Hoy se cumplen cincuenta años de la Declaración Universal de los
Derechos Humanos. En el Elíseo, se celebró, anteayer, un almuerzo
al que fue invitado el Dalai Lama, premio Nobel de la Paz, lo que
motivó una protesta china y la petición de que no se le permitiera
compartir la mesa con el resto de invitados. China es una de las
grandes potencias mundiales y uno de los países del mundo en donde
más se conculcan los derechos humanos. Hace poco se aplicó la pena
de muerte a un reo.
En los EE UU también se aplica la pena de muerte en muchos de
sus Estados. Francia, que acogió al Nobel de la Paz, también ha
sido el único país del mundo que ha acogido a Jean Claude Duvalier,
el ex dictador de Haití, en paradero desconocido, pero residente en
Francia. Mientras tanto, Pinochet sigue en Gran Bretaña en una
lujosa residencia, esperando su futuro, aunque el Gobierno
británico haya accedido ya a su extradición. Y el ex dictador
Noriega, secuestrado por los EE UU, sigue allí, encarcelado. En
Argelia prosigue la matanza de civiles, en Cuba se encarcela a la
oposición, en Corea del Norte se mantiene la dictadura, en
Latinoamérica se explota a los niños, en el Medio Oriente se
discrimina salvajemente a la mujer y se practica la ablación del
clítoris de las niñas. Pese a todo, este panorama no es más que una
leve pincelada de lo que está ocurriendo en este mundo en cuestión
de atentados contra los derechos humanos. Cada segundo mueren de
hambre y privaciones un gran número de personas, la mayoría niños.

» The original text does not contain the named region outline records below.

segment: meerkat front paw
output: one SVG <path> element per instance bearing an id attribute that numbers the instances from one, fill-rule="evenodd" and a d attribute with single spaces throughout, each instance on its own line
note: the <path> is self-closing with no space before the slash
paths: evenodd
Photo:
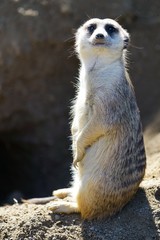
<path id="1" fill-rule="evenodd" d="M 75 158 L 74 158 L 74 160 L 73 160 L 73 166 L 74 166 L 75 168 L 77 168 L 77 166 L 78 166 L 77 163 L 80 162 L 80 161 L 82 161 L 83 157 L 84 157 L 84 154 L 83 154 L 81 157 L 75 157 Z"/>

De modo que, más que una celebración, este quincuagésimo
aniversario debe ser un doloroso lamento por la terrible situación
en que se encuentra la mayoría de los habitantes de este planeta,
incluidos los de los países libres, democráticos y cultos en los
que, según denuncia Amnistía Internacional, también se atenta
contra sus más elementales derechos. Cincuenta años perdidos.